In posts on March 29, April 5, and April 12 we examined crop and livestock price behavior in the new era that began to emerge in Fall 2006. Each of these posts was based on the behavior of nominal prices, so that the effects of changes in the general price level over time were not considered. Focusing on nominal prices made sense in the previous posts because farmers make marketing decisions using nominal prices. From a broader economic perspective, it is actually real, or inflation-adjusted, prices that matter. A simple example will help to explain why. If someone has $100 of income and purchases a basket of goods for an average price of $10, they can purchase 10 ‘baskets’ of the goods. Now let the person’s income and all prices double, so they have $200 of income and the average price of the basket of goods is $20. Is the person better off? Of course not– since they can still only purchase 10 baskets of the goods.
The charts found below this post show the real price of corn, soybeans, wheat, and hogs in Illinois from January 1947 through March 2011. Real prices for cattle and milk start in January 1960. The Consumer Price Index (CPI) for all urban consumers is used to measure changes in the general price level and the base month for the inflation adjustment is set to March 2011. Setting the base month this way means that prices before March 2011 are stated in terms of the current purchasing power of a dollar.

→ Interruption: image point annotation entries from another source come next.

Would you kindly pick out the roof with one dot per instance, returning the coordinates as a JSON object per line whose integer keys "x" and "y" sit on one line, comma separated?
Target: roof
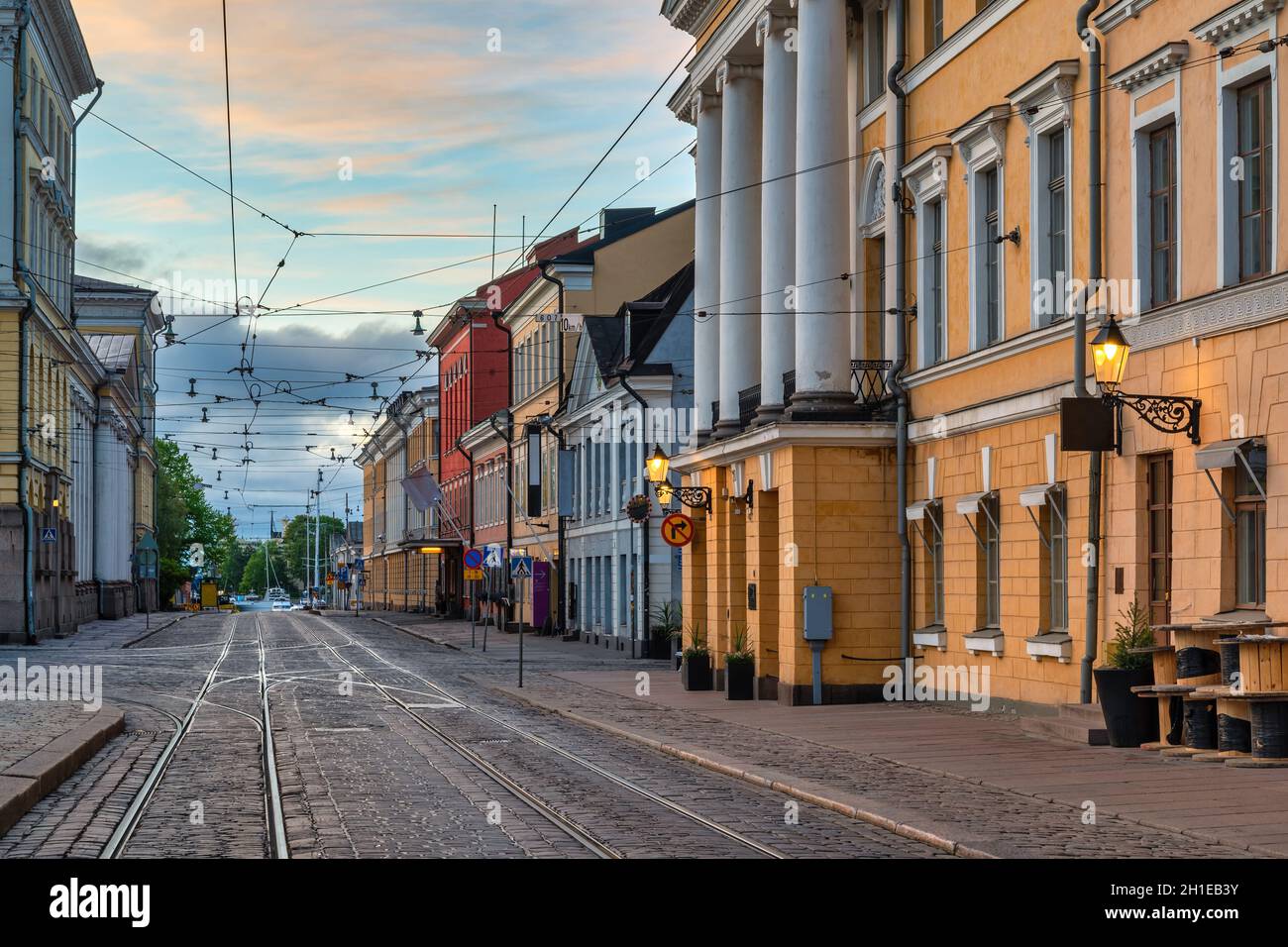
{"x": 617, "y": 224}
{"x": 115, "y": 351}
{"x": 511, "y": 285}
{"x": 89, "y": 283}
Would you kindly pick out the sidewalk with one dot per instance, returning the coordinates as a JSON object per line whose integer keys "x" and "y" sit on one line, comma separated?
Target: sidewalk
{"x": 43, "y": 742}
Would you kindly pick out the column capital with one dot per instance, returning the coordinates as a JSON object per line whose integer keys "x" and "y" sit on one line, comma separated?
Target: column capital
{"x": 771, "y": 22}
{"x": 729, "y": 71}
{"x": 703, "y": 102}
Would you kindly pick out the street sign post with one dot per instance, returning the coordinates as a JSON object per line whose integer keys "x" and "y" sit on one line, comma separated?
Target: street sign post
{"x": 520, "y": 570}
{"x": 678, "y": 530}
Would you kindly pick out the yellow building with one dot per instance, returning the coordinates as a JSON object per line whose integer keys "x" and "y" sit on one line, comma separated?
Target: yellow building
{"x": 900, "y": 270}
{"x": 46, "y": 363}
{"x": 399, "y": 577}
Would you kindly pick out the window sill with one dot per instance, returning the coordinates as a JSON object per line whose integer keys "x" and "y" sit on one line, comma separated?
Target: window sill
{"x": 930, "y": 637}
{"x": 1057, "y": 644}
{"x": 987, "y": 641}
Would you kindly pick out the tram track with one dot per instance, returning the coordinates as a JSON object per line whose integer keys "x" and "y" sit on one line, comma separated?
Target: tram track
{"x": 127, "y": 827}
{"x": 563, "y": 821}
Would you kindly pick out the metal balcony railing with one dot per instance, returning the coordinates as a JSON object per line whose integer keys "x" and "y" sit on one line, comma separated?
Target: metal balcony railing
{"x": 748, "y": 399}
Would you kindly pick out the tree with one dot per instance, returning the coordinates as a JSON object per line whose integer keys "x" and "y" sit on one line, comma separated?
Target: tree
{"x": 191, "y": 534}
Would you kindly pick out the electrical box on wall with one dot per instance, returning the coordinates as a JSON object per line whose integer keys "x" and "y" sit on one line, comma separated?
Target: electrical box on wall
{"x": 818, "y": 612}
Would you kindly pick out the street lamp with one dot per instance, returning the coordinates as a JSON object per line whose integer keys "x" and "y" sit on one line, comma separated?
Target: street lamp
{"x": 695, "y": 497}
{"x": 1168, "y": 414}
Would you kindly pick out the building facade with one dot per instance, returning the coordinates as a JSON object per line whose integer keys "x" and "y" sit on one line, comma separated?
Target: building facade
{"x": 631, "y": 389}
{"x": 912, "y": 192}
{"x": 634, "y": 252}
{"x": 399, "y": 577}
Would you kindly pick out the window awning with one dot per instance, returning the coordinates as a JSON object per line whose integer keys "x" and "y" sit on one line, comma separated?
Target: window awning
{"x": 969, "y": 504}
{"x": 917, "y": 510}
{"x": 1223, "y": 454}
{"x": 1034, "y": 496}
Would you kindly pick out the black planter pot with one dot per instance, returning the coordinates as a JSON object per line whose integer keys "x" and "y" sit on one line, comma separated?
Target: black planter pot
{"x": 1131, "y": 720}
{"x": 739, "y": 681}
{"x": 696, "y": 673}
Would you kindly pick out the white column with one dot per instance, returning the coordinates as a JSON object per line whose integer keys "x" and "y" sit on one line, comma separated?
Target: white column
{"x": 739, "y": 237}
{"x": 706, "y": 254}
{"x": 822, "y": 215}
{"x": 777, "y": 211}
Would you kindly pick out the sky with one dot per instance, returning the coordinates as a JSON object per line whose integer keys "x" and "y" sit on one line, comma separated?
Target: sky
{"x": 387, "y": 116}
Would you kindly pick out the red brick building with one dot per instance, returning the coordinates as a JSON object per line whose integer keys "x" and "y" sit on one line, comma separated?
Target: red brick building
{"x": 475, "y": 380}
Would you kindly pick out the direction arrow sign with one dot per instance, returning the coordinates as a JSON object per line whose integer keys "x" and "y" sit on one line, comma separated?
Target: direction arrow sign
{"x": 678, "y": 530}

The charts provide striking evidence that real agricultural prices, in contrast to nominal prices, are nowhere near the highs established either after World War II or in the mid-70s. The table below shows peak real prices, current real (and nominal) prices, and the ratio of peak prices to current levels. Prices would have to double or more than quadruple from current levels to challenge the old peaks!

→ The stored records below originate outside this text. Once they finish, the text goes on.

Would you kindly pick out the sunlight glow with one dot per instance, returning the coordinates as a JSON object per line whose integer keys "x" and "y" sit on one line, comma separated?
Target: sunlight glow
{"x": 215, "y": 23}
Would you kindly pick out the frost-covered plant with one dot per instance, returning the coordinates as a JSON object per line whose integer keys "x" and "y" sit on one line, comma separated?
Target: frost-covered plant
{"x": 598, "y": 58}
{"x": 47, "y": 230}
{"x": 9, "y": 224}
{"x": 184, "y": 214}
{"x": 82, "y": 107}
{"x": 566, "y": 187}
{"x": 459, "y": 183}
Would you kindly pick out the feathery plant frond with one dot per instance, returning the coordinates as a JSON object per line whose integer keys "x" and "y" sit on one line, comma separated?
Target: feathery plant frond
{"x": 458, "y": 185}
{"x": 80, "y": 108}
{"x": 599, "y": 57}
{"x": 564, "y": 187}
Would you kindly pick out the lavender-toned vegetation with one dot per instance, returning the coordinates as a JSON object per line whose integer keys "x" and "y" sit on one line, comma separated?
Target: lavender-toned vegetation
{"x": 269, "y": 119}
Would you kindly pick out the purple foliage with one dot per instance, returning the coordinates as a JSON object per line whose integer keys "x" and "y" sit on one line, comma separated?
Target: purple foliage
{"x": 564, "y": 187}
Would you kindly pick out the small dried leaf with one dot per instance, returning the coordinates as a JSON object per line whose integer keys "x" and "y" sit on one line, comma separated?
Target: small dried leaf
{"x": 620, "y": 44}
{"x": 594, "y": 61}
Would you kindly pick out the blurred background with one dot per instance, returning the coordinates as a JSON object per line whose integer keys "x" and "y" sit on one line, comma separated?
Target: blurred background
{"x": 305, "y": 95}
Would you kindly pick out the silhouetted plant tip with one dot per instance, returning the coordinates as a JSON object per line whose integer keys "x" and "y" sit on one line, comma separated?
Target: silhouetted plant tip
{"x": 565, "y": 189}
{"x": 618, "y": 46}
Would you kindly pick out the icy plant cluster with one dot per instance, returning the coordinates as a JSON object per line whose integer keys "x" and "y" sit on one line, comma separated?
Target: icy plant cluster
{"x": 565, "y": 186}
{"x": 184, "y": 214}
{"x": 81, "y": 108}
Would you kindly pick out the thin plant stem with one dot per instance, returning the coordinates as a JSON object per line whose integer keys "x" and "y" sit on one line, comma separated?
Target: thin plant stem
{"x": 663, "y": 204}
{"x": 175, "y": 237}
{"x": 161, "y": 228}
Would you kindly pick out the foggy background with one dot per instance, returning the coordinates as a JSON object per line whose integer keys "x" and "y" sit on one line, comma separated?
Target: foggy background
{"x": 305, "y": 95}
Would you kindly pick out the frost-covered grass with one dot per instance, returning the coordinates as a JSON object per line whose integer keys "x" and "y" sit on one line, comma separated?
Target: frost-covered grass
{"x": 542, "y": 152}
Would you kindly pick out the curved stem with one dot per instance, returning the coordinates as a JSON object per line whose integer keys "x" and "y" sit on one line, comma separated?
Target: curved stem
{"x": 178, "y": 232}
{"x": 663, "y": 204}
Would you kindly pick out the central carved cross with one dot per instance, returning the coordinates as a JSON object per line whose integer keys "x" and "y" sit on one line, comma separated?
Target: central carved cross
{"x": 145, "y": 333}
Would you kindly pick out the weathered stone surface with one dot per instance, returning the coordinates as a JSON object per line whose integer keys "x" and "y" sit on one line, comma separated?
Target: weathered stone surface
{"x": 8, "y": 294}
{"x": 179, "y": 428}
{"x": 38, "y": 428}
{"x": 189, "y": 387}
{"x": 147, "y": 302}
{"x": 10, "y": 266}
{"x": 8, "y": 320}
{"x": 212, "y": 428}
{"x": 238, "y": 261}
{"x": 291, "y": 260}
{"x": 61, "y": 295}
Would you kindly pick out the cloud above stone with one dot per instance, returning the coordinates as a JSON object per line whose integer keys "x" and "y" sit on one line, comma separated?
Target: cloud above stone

It is clear that current agricultural prices are not ‘high’ in real terms, but that does not preclude further increases in real prices. In fact, there is a serious debate about whether we are entering a new era of higher real agricultural prices or that the long downward slide will resume. A recent special report in The Economist makes the case for a new era of higher real prices, “An era of cheap food has come to an end. A combination of factors–rising demand in India and China, a dietary shift away from cereals towards meat and vegetables, the increasing use of maize as fuel, and developments outside of agriculture, such as the fall in the dollar–have brought to a close a period starting in the early 1970s in which the real price of staple crops (rice, wheat, and maize) fell year after year.” While we recognize that all of the above factors are indeed at work in pushing up real prices right now, we should also not ignore the historical trend of supply-side factors (acreage and technology) eventually catching up and overtaking these demand factors. In fact, our earlier projection of a new and higher level of average nominal crop prices implies a long-term decline in average real prices. We are sticking with this well-established trend until the evidence clearly says otherwise.